Ci sono volute ben 142 segnalazioni alle forze dell’ordine, accumulate tra il 2018 e il 2025, per arrivare all’espulsione di un 23enne marocchino residente in provincia di Sondrio. Solo ora, dopo una serie sconcertante di reati e violazioni, lo Stato ha deciso di intervenire con un provvedimento definitivo: rimpatrio coatto e divieto di rientro per 15 anni.
Il giovane era arrivato in Italia nel 2012, a soli dieci anni, con un permesso per motivi familiari. Ma ben presto la sua presenza si è trasformata in un problema costante per la sicurezza pubblica.
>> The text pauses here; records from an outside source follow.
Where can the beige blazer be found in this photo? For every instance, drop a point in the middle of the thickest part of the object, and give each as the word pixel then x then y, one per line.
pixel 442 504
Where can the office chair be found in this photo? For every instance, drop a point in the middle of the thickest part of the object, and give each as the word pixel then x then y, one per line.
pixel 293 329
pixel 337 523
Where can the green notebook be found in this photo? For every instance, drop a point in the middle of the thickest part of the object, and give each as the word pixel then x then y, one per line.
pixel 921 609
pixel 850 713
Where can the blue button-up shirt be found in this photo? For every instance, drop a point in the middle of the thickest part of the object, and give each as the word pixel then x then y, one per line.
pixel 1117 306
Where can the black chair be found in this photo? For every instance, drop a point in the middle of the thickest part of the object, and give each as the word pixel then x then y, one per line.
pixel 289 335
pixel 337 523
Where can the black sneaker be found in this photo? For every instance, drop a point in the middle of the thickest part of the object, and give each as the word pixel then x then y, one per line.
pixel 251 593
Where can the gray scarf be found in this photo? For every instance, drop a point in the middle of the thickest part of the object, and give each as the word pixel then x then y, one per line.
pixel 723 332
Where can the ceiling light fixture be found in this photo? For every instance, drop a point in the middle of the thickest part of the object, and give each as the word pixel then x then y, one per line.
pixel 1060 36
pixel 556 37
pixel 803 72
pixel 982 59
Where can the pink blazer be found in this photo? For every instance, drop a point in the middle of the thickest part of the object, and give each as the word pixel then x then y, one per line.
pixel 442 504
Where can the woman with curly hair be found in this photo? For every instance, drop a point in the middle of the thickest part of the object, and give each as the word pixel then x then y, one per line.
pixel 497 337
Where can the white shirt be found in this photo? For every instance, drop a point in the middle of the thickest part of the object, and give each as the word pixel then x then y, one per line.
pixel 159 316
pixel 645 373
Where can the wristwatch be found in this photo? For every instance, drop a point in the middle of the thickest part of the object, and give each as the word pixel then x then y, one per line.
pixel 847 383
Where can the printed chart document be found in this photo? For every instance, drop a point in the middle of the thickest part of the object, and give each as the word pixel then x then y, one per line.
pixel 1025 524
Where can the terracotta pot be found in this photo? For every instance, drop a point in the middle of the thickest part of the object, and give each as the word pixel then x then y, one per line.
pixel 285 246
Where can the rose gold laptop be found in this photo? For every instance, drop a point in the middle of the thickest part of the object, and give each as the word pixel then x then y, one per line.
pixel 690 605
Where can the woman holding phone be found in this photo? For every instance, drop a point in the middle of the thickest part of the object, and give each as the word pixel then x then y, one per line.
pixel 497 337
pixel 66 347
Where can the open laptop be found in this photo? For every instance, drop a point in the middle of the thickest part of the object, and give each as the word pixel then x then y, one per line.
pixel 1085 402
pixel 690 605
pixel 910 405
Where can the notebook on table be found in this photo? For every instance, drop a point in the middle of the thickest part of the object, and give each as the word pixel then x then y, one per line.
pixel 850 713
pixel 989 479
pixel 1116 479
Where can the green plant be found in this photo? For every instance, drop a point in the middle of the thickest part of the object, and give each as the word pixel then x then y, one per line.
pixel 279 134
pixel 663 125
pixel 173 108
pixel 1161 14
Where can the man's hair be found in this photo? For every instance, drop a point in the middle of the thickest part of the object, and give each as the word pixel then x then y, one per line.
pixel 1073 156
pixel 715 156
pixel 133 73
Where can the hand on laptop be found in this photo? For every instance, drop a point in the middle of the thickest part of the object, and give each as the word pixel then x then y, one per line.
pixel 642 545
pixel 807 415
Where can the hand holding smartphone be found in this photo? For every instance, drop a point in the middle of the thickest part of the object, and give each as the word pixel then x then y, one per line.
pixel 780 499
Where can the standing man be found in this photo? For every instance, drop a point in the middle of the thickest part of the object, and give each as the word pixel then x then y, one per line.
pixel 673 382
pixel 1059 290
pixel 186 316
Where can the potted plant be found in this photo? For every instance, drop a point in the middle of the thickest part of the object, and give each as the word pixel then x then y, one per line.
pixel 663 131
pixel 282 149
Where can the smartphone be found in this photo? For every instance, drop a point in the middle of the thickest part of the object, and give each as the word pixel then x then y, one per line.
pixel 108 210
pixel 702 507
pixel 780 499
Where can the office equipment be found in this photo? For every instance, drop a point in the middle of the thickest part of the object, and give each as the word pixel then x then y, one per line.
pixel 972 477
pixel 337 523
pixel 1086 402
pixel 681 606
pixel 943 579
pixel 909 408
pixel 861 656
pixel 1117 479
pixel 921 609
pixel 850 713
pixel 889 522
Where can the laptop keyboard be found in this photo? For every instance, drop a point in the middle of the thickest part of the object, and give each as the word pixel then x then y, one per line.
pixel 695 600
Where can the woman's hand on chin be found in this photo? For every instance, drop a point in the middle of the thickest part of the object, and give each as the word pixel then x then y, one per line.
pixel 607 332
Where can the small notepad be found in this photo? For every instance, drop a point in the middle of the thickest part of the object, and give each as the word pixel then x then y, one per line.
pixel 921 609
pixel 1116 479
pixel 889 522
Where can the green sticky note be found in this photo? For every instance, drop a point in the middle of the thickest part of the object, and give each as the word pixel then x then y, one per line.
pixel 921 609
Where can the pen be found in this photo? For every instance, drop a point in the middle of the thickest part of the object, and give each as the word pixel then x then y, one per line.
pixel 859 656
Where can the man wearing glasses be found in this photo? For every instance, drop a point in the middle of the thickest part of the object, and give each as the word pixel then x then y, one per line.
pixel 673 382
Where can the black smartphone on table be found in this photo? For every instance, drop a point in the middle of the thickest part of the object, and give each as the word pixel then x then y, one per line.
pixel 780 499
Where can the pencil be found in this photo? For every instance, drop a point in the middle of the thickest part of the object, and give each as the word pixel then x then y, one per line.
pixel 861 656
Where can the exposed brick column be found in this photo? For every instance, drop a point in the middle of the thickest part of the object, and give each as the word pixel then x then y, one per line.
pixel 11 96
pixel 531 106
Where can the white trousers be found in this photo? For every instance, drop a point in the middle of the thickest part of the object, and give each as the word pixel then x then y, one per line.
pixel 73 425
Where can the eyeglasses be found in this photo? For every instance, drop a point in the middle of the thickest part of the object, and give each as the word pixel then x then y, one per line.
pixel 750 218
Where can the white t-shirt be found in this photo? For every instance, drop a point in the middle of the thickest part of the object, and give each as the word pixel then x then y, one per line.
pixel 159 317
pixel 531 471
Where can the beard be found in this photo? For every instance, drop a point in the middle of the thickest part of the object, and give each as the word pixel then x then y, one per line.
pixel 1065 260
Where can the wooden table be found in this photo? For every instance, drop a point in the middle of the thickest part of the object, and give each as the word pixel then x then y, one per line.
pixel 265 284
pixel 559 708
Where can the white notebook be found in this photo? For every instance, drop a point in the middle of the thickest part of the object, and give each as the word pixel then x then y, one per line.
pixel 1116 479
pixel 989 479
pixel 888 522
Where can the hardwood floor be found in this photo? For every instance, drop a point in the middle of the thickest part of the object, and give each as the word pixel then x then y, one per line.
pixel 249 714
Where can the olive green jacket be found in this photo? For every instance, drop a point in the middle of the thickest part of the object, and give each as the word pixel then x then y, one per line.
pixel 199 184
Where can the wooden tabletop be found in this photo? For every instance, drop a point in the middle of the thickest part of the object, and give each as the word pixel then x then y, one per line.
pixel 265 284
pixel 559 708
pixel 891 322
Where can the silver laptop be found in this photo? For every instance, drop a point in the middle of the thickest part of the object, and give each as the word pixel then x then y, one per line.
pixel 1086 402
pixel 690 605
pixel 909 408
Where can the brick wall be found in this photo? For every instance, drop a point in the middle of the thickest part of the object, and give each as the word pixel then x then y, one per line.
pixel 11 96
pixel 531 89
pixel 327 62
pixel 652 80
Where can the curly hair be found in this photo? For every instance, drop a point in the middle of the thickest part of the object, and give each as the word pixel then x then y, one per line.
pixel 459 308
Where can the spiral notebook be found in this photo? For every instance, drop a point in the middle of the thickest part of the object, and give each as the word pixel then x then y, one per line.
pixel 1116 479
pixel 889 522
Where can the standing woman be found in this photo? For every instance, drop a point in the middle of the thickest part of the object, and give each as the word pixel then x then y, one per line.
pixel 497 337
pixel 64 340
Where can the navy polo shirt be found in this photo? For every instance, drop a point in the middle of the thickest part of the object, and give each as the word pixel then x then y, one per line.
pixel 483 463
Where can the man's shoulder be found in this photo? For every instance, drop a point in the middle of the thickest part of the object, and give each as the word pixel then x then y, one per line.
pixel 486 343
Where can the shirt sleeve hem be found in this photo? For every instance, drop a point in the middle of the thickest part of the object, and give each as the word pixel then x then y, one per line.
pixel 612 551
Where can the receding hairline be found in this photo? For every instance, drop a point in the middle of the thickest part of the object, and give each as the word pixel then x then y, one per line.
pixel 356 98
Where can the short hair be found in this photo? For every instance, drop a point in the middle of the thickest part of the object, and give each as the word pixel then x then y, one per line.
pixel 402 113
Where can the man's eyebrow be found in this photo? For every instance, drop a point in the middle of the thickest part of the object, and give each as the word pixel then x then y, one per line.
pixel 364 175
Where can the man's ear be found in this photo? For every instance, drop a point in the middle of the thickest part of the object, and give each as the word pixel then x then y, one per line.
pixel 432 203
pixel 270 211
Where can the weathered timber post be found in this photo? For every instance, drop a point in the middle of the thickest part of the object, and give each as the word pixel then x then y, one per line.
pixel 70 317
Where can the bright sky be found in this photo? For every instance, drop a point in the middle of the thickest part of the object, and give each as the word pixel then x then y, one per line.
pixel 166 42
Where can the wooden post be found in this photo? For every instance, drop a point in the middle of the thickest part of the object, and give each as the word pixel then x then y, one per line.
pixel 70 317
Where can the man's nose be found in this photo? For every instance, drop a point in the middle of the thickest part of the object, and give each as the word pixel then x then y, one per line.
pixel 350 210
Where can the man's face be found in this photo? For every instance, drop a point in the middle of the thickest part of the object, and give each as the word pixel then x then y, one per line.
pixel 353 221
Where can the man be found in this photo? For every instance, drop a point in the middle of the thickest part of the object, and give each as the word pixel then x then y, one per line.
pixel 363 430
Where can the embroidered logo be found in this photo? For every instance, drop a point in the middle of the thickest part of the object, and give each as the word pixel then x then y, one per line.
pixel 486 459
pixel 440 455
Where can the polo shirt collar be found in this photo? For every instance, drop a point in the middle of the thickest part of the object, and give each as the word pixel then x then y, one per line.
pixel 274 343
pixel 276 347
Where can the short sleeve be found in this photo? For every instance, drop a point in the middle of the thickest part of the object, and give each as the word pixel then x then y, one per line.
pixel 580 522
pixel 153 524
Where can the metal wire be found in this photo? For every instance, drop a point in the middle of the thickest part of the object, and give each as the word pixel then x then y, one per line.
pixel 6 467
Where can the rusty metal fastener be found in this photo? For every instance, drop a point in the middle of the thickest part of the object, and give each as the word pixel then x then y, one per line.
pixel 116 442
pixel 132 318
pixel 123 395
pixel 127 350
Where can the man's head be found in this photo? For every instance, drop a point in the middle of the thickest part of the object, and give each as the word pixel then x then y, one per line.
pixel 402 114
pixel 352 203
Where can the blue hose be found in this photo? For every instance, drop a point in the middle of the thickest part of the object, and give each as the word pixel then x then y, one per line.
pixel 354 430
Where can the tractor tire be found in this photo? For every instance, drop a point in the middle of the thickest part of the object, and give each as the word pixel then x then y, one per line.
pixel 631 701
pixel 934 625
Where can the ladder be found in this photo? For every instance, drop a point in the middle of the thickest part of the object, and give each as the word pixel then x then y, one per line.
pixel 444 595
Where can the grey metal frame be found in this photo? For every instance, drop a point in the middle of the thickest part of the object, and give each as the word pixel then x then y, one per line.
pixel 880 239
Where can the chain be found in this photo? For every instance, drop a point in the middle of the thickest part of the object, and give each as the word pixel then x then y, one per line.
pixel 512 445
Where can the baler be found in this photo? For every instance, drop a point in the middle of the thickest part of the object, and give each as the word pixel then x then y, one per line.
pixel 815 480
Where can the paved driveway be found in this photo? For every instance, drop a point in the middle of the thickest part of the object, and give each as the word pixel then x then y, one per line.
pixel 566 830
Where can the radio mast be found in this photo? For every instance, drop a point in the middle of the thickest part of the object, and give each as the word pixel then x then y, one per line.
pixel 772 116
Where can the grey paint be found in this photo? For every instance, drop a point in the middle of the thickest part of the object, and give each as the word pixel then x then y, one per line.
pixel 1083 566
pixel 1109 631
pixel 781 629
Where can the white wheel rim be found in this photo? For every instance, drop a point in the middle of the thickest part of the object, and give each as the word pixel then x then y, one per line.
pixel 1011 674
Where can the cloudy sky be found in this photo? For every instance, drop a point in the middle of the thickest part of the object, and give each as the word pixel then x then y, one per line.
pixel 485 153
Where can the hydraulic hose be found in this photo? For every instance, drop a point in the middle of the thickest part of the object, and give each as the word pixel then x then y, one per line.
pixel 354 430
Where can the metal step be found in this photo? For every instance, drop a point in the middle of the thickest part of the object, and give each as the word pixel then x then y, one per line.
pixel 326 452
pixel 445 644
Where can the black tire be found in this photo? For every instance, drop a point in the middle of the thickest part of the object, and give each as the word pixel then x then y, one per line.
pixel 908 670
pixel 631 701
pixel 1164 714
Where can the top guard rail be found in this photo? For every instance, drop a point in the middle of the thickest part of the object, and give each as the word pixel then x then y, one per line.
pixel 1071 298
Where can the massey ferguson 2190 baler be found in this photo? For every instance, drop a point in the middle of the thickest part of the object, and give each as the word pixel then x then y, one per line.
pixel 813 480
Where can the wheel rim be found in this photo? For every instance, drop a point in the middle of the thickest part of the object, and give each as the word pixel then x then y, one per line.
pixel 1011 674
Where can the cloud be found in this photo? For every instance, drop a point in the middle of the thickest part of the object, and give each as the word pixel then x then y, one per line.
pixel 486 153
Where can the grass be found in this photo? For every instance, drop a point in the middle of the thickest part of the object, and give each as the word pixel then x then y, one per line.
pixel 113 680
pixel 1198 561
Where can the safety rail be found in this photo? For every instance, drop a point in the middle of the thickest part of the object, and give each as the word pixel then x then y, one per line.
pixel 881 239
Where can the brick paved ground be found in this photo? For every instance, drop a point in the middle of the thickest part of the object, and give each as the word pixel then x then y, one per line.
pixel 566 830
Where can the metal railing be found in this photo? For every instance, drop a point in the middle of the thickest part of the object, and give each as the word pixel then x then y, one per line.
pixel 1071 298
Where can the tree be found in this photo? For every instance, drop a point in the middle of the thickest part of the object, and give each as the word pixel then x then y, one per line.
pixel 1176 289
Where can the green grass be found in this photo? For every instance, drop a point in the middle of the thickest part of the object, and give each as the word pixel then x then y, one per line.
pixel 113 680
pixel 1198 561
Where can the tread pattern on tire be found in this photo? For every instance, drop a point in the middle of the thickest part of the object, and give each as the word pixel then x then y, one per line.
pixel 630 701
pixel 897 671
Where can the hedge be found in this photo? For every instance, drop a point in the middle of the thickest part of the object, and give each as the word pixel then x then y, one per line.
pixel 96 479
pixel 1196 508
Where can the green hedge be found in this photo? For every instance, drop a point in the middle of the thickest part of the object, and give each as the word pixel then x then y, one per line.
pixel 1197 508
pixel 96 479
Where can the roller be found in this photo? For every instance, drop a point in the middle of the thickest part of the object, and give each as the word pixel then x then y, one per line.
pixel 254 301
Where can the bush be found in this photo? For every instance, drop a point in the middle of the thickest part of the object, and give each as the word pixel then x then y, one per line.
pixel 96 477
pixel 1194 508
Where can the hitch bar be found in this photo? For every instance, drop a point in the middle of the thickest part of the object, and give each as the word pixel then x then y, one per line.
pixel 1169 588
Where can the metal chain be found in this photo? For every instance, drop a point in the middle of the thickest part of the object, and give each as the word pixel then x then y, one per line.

Già da minorenne aveva collezionato infrazioni e procedimenti penali: furti, rapine, estorsioni, aggressioni, resistenza a pubblico ufficiale, fino alla ricettazione, guida senza patente, porto d’armi improprie e persino sostituzione di persona. A ciò si aggiungono ripetute violazioni della sorveglianza speciale, misura che era stata applicata proprio per limitarne i movimenti e l’attività delinquenziale.
Eppure, nonostante l’elenco interminabile di reati e l’inefficacia delle misure precedenti, ci sono voluti anni e oltre un centinaio di interventi per arrivare all’unica scelta di buonsenso: l’espulsione.
Una vicenda che, inevitabilmente, lascia l’amaro in bocca. Perché l’impressione è che chi delinque – soprattutto se straniero – possa sentirsi al sicuro, libero di fare ciò che vuole senza conseguenze immediate, con il rischio che il senso di impunità si diffonda anche tra altri soggetti ad alto rischio.
A firmare l’espulsione è stato il questore di Sondrio, Sabato Riccio, che ha disposto l’accompagnamento alla frontiera. Il 23enne è stato condotto dagli agenti dell’Ufficio immigrazione e della Squadra mobile all’aeroporto di Milano Malpensa, dove è stato imbarcato su un volo diretto a Casablanca. Ora, per legge, non potrà più rientrare in Italia fino al 2040.
Ma la domanda resta: doveva davvero arrivare a 142 segnalazioni perché qualcuno si decidesse a intervenire?